Installing and configuring the Watchdog

Instructions for installing and configuring your server security software - Watchdog

Watchdog Timer is a hardware-based system designed to monitor and prevent system hangs. It is commonly used to avoid prolonged crashes and freezes on dedicated servers and VPS. A watchdog is essentially a timer that the monitored system periodically resets. If the timer is not reset within a specified interval, it triggers a forced system reboot. In some cases, this can be a “soft” reboot via an OS signal, while in others it’s a hardware-level reset, such as by shorting the RST signal line or a similar mechanism.

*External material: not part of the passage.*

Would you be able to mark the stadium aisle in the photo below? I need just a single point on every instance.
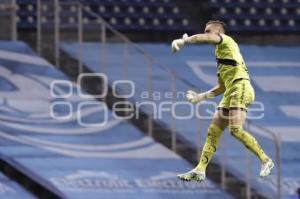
(270, 68)
(75, 146)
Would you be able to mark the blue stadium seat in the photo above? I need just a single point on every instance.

Installation on Linux Ubuntu/Debian:

sudo apt-get install watchdog  

After installation, the following files and directories are added to the system:

  • /etc/init.d/watchdog
  • /etc/init.d/wd_keepalive
  • /etc/watchdog.conf
  • /etc/default/watchdog
  • /dev/watchdog
  • /usr/sbin/watchdog
  • /usr/sbin/wd_identify
  • /usr/sbin/wd_keepalive
  • /usr/share/doc/watchdog/
  • /usr/share/man/man5/watchdog.conf.5.gz
  • /usr/share/man/man8/watchdog.8.gz
  • /usr/share/man/man8/wd_identify.8.gz
  • /usr/share/man/man8/wd_keepalive.8.gz

Main configuration options in /etc/watchdog.conf:

interval =  

The interval between two write operations to the watchdog device. The default is 10 seconds. Intervals longer than one minute can only be used with the -f command-line option.

logtick =  

If logging is enabled, this parameter specifies how many intervals to skip between log entries. For example, with logtick = 60 and interval = 10, events will be logged no more than once every 10 minutes.

max-load-1 =  
max-load-5 =  
max-load-15 =  

The maximum allowed system load over 1, 5, and 15 minutes, respectively. If exceeded, the system will reboot. Setting 0 disables the check.

min-memory =  

Minimum amount of free virtual memory. Setting 0 disables the check.

max-temperature =  

Maximum allowed system temperature.

watchdog-device =  
temperature-device =  

The name of the watchdog device and the temperature sensor device.

file =  
change =  

File monitoring mode. change sets the interval for checking files.

pidfile =  

The PID file of a process to monitor. For example, pidfile = /var/run/apache2.pid. If the process is not running, the watchdog will trigger a reboot.

ping =  
interface =  

Ping-based network check. interface specifies which network interface to use.

test-binary =  
test-timeout =  
repair-binary =  

Parameters for running custom tests or repair programs. test-timeout sets the maximum duration of the test in seconds (0 means unlimited).

admin =  

Email address for notifications. Leave blank to disable notifications.

realtime =  
priority = 

Real-time mode settings. realtime = Yes prevents unloading the watchdog module from memory, and priority sets its execution priority.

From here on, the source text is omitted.